就是此時此刻,那些魔樹人應當在他們背面,而且分散得很開,這是發起攻擊的最佳時機。
布蘭多首先衝了出去,他的第一目標是那個成年魔樹人。然後是芙雷婭,少女果斷拔出劍衝向魔樹人隊伍的後方,她的目標是那兩個站得比較近的黃金魔樹的子嗣。
站在隊伍最後面的魔樹人一般都是負責警戒,因此它們的反應也最快。兩頭魔樹人發現芙雷婭的一瞬間回過頭併發出一聲低沉的咆哮,它們身體張開四道藤蔓像是刺槍一樣插了過來——藤蔓穿過空氣發出一聲尖嘯。
但芙雷婭雙手一分就擋開這四條鋼索,風之羽一片片閃亮起來保護著她,使她一躍而上,一頭撞在第一頭魔樹人的身體上——風之羽黯淡了一下,隨即又重新明亮起來。但那頭高大的怪獸也在猝不及防之下被徑直撞飛了出去。
少女這個時候記起布蘭多的話來:「你的風后半身甲對它們剋制很大,你應該放開手腳來攻擊——」
她咬了咬牙,完全不計防護地撲上去壓制住那頭倒在地上的魔樹人,驚濤駭浪一樣的力量立刻就想要將她掀飛出去——芙雷婭知道自己的力量有限,隨時可能被甩飛出去。她雙手緊握長劍高高舉起,一劍對準那頭魔樹人的右臂就劈了下去。
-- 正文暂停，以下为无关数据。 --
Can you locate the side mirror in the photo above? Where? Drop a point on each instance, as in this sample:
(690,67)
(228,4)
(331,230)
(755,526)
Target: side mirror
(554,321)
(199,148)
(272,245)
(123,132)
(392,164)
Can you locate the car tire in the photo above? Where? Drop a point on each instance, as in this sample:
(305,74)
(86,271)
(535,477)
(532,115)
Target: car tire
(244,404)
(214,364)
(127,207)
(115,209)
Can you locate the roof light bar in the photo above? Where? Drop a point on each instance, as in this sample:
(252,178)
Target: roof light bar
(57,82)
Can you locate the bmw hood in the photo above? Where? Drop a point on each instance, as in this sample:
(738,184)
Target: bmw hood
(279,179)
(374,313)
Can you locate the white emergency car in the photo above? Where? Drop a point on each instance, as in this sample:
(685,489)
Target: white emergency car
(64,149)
茲一聲輕響,帶著藤蔓亂舞的右臂飛上半天。但芙雷婭同時也被摔了出去,她剛剛爬起來立刻又另一頭魔樹被一鞭子抽飛在地上滾了好幾圈,雖然風后半身甲保護著她,可撞擊還是讓少女咳出血來。
倒在地上的一頭魔樹人一時半會不能恢復過來,芙雷婭明白自己剩下的敵人不過只有一頭而已。可她擦了擦嘴角的鮮血,一時半會卻找不到什麼進攻的機會。
她忍不住輕輕吸了一口氣。
另一邊布蘭多一齣手就幹掉處於措手不及狀態之下的敵人,湛光之刺在他手上就像是一條飛舞的銀線一樣:第一劍刺入魔樹人右肋下,然後向外一揮讓它身上右臂連帶好幾根藤蔓一起化為飛灰。
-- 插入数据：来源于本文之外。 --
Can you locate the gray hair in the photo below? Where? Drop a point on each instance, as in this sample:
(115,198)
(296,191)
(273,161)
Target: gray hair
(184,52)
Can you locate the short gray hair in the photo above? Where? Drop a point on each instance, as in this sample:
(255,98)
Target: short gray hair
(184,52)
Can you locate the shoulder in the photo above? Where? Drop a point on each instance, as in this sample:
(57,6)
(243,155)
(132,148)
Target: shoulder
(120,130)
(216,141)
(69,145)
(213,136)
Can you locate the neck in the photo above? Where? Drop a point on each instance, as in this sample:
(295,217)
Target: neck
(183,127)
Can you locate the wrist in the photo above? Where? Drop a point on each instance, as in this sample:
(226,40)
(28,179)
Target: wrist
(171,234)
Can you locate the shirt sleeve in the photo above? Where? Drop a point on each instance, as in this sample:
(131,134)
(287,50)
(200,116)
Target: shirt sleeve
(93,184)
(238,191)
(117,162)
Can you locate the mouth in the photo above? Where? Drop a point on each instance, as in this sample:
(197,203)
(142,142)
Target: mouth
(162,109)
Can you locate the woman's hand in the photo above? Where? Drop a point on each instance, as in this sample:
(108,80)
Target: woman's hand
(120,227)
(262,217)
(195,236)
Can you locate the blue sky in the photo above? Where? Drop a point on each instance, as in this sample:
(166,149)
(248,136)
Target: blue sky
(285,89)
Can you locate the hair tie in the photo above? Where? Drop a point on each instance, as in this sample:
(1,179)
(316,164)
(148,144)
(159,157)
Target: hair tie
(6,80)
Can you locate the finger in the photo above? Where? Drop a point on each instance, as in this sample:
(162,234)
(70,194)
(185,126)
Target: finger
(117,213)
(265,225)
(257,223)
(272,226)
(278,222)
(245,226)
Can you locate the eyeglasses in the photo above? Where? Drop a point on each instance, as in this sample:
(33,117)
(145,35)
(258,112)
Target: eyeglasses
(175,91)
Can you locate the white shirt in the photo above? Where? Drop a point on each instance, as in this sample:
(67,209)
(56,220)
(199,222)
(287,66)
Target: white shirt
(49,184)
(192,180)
第二劍削斷它兩隻腳,而在這頭怪物失去重心倒下的一剎那,精靈寶劍冰冷的劍鋒已經掃過了它的脖子。
光網交織之中,那頭成年魔樹人灰飛煙滅。
當然這是他佔了突襲的便宜,剩下的就要想點辦法了。不過其實布蘭多也早有成算,一擊得手他馬上收起劍後退,那些失去了同伴的蔓生怪物怎麼會就此善罷甘休,三頭魔樹人立刻咆哮著跟了上來。
布蘭多等的就是這一刻——當它們追著他經過一條狹窄的小道時,三頭蔓生怪物下意識地排成一條直線想要依次通過——但等待它們的是布蘭多手中閃著微光的銀色戒指。
「oss!」
……
芙雷婭聽到一聲可怕的爆鳴從左後側傳來,她知道那是布蘭多得手的聲音。忍不住精神一鬆,而與此同時她留意到自己面前那個敵人竟然被這巨大的音爆衝擊得一滯。
作為一個布契鄉下的年輕人,她當然不會明白這一聲音爆對於聲音敏感的魔樹人衝擊有多大——巨大的聲音幾乎讓它們失去了對於外界的判斷力,就像是整個世界充滿一片茫茫白光,在白光之中一物無存一樣。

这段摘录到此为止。